Se ve en otros lugares, es una tendencia marcada. Este tipo de proyectos radicales empezó antes en Europa que en América Latina. Hay cierta confusión terminológica, se los suele poner a todos dentro de un paquete. Se distancian mucho, por ejemplo, entre un conservadurismo religioso y esta política antiestado, donde el gran enemigo no es Marx sino Keynes. Pero no es exclusivo ni propio de la Argentina. Son proyectos peligrosos, como el de Giorgia Meloni en Italia. Hay que discutir qué proponen con detenimiento, qué implicancias hay y por qué concitan tantos apoyos. Hay mucha responsabilidad de quienes han estado en el gobierno en las décadas previas, tanto por lo que dicen como por lo que hacen y no hacen.
¿Cómo analizás los temas que discute hoy la dirigencia política en relación con los problemas que tiene la gente? Por ejemplo, se habla de la posibilidad de suspender las PASO mientras que lo que preocupa es la inflación.
Hay un desfasaje y un problema de la definición del sistema político. La dirigencia política está mirando lo que compete a su acceso y conservación de poder y muy poco de lo que le preocupa a la gente. Ese desfasaje puede penalizarse mucho. Desde 2019, en América Latina hay señales muy disruptivos que en Argentina no se han dado y la dirigencia se ha quedado muy cómoda. No hay que descuidar las señales de alarma cada vez más evidentes. Por un lado, la emergencia de Milei y, por el otro, la disputa al interior de las dos grandes coaliciones, con el extremismo de ciertas posturas.
Hay niveles de pobreza alarmantes en el país. ¿Por qué, a pesar de eso, no hubo un estallido social y se mantuvo la cohesión social?
Aquel “que se vayan todos” dejó cierta secuela y enseñanza, no hay un imaginario de que sea una buena idea. Para un grupo, todavía hay confianza en la coalición opositora, que está en mucha tensión interna. Pero hay una idea de “votaremos y los desplazaremos”. El otro sector, que coincide en buena medida con quienes son más perjudicados por el crecimiento de la pobreza, por un lado da cierto aval al gobierno. Y por otro tiene expectativas de verse beneficiado y resolver estos problemas urgentes a partir de la estructura de planes que hay. El clientelismo, que es una muy mala noticia para las expectativas de fortalecer una democracia sobre bases programáticas, tiene un muy buen efecto como estructura de contención social.
Desde la oposición algunos plantean que la ayuda social está tercerizada y que debería hacerse cargo directamente el Estado.
Totalmente, es clave.

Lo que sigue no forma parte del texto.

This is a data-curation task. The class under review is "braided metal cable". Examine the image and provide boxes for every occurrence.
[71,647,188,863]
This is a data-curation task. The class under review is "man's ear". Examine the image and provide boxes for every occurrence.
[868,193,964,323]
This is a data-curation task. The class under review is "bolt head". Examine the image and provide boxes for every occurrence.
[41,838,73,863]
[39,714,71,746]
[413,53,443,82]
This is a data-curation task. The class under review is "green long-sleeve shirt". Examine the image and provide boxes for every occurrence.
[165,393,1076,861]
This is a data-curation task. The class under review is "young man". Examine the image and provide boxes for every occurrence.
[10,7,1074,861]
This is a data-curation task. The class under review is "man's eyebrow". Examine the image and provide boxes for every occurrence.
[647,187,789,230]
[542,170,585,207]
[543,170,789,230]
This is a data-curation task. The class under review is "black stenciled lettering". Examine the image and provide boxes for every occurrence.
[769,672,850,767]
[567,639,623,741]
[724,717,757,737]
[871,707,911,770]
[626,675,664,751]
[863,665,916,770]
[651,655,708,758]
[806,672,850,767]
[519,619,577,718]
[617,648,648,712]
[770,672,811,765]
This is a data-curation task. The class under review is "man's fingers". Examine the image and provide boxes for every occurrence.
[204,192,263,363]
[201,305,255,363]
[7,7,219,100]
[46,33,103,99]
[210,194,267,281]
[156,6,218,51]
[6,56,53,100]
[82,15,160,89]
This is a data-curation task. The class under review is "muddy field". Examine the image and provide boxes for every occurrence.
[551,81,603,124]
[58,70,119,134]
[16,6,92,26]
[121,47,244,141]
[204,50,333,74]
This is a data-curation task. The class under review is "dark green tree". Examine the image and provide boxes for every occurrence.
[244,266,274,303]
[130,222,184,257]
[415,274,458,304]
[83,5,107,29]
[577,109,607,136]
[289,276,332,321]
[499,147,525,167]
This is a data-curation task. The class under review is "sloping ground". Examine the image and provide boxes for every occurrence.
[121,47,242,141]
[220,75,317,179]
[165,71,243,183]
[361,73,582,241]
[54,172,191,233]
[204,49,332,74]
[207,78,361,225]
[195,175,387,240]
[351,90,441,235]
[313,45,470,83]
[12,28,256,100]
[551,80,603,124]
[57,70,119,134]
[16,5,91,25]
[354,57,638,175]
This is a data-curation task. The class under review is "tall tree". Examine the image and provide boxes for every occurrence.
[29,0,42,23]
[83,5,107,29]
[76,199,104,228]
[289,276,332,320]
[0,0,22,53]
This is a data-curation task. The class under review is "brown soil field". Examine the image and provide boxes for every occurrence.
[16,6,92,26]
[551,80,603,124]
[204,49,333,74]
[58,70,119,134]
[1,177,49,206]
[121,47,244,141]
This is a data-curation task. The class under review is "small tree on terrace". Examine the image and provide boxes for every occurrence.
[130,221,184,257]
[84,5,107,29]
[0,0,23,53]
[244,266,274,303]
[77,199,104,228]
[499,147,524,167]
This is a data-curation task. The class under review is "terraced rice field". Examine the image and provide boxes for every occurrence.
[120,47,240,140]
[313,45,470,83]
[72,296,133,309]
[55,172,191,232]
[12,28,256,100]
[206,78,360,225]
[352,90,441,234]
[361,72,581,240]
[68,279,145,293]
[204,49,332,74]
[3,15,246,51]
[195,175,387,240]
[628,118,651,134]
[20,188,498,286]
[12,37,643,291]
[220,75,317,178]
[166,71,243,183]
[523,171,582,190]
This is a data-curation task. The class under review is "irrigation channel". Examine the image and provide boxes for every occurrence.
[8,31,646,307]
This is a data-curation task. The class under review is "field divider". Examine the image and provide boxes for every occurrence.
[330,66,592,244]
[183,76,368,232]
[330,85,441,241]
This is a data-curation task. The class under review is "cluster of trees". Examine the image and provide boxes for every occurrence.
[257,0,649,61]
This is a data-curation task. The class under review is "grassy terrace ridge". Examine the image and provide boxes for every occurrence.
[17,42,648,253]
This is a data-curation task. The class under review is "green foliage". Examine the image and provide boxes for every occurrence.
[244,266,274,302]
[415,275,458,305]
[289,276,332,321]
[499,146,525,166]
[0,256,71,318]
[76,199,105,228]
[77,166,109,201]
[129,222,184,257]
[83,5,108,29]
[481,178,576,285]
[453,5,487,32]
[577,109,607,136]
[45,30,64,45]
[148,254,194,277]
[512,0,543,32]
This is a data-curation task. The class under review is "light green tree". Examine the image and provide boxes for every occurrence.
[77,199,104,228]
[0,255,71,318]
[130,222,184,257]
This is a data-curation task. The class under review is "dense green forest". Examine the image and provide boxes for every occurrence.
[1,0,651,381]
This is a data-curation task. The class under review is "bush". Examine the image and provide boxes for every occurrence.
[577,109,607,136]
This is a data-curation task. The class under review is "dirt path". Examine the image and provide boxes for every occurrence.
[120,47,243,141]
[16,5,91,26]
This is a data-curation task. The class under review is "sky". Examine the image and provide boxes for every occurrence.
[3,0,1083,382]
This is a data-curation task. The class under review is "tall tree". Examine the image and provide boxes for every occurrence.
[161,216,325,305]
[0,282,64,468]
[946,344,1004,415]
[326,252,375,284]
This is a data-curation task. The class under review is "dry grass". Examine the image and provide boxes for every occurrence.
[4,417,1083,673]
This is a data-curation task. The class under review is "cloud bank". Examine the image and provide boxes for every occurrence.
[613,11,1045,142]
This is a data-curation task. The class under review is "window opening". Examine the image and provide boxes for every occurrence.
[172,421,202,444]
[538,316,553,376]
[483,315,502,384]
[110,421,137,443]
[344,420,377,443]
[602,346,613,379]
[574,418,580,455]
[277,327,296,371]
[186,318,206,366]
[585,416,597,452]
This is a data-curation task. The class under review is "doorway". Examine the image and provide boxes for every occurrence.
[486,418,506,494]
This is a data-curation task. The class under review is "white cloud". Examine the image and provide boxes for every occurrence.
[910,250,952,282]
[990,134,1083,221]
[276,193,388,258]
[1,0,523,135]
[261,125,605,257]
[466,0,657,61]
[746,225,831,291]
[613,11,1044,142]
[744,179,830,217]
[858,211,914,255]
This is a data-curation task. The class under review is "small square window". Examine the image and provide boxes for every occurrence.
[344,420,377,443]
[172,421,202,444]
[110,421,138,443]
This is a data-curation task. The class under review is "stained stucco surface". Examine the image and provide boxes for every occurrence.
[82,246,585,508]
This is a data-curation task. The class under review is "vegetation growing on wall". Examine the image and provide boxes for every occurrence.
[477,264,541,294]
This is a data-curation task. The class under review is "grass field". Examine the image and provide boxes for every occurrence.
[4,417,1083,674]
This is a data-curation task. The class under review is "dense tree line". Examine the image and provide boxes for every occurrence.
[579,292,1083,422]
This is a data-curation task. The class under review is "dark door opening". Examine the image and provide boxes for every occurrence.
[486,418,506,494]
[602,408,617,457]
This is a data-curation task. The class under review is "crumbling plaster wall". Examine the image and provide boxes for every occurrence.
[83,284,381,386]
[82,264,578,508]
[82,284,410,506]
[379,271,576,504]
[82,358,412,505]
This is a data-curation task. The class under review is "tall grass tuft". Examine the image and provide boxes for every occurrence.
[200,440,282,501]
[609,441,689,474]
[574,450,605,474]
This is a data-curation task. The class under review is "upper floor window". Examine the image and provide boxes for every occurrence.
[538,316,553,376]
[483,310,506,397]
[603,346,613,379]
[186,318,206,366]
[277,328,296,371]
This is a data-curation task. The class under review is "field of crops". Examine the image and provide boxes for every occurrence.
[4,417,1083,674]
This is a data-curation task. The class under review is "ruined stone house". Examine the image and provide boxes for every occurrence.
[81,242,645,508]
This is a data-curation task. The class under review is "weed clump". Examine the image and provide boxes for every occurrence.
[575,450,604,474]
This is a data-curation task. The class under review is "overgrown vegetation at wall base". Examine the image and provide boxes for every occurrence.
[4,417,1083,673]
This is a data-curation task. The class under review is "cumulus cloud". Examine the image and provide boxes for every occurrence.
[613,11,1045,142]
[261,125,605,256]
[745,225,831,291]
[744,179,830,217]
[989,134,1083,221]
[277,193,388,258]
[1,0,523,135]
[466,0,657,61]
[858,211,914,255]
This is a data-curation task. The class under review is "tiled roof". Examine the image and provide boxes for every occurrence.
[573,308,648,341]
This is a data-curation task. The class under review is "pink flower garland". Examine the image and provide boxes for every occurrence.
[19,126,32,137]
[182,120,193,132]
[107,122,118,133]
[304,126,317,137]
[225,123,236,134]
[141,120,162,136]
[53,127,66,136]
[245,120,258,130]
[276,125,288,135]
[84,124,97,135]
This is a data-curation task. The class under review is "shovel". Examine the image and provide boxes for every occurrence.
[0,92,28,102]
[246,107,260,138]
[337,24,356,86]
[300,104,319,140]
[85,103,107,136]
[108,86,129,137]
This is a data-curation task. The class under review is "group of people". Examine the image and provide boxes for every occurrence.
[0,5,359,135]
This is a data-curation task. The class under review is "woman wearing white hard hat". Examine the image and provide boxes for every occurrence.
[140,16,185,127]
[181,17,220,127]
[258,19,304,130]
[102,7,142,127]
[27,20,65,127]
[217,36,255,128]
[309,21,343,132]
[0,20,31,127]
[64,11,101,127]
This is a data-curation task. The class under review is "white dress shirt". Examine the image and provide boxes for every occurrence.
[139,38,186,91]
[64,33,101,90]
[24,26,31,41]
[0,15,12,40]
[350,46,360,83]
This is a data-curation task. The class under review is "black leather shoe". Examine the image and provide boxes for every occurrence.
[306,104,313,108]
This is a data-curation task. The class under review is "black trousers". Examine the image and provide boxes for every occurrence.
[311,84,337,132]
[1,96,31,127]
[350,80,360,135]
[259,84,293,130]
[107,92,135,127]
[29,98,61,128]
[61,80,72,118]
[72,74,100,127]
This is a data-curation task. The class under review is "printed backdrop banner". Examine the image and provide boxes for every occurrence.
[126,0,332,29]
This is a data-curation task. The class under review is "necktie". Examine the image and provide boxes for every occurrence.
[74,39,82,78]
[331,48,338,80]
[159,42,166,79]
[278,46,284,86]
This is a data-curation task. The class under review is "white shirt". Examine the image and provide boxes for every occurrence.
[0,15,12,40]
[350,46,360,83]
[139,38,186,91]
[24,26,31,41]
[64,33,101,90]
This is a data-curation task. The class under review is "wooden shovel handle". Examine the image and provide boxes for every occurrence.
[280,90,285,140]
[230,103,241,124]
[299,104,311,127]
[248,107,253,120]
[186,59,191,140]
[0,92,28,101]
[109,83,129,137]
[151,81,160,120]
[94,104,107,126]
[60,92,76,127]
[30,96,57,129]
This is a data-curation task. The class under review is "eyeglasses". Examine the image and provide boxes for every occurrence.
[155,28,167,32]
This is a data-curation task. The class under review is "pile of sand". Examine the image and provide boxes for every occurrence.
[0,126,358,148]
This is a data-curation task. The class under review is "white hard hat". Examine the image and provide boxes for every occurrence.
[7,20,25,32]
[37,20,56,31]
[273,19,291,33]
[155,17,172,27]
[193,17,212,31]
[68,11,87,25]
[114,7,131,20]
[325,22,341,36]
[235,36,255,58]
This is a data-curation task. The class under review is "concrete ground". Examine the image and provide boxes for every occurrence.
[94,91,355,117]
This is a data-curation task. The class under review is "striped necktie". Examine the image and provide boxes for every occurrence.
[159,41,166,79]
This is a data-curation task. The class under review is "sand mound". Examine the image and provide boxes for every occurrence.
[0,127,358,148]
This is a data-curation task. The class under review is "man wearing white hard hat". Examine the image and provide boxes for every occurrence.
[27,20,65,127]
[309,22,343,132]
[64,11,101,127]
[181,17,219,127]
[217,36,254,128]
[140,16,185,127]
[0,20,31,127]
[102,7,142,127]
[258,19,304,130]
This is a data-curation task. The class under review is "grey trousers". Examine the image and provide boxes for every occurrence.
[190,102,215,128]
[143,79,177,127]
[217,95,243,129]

Lo que planteo es que son elementos en tensión. No podemos solamente decir “esto es malísimo”. Esto es malísimo pero que la gente que está en situación de pobreza no reciba ninguna ayuda del Estado es peor. Ahí es muy importante poder identificar estos elementos y discutirlos a fondo. Ahí donde peor estamos es en responsabilidad de la dirigencia. Están mirando para otro lado.
En los últimos años, los oficialismos han tenido problemas para ganar elecciones en la región. ¿Es algo a tener en cuenta para las presidenciales del año que viene?
Sí, está bastante claro. En épocas del boom de las commodities todos los gobiernos eran reelectos. En América Latina hay una discusión viciada sobre la interpretación de cuánto inciden los mercados externos en la posibilidad de avance de nuestros países y cuánto incide el proyecto político en que cambie o no la situación en determinado momento. Lo cierto es que la política incide pero no tanto. Importa la política, no hay que subestimar, no da lo mismo quién gobierne, pero sí es verdad que la situación de los mercados internacionales tiene una incidencia nada desdeñable sobre la situación que vivan los países latinoamericanos y la capacidad de los gobiernos de actuar.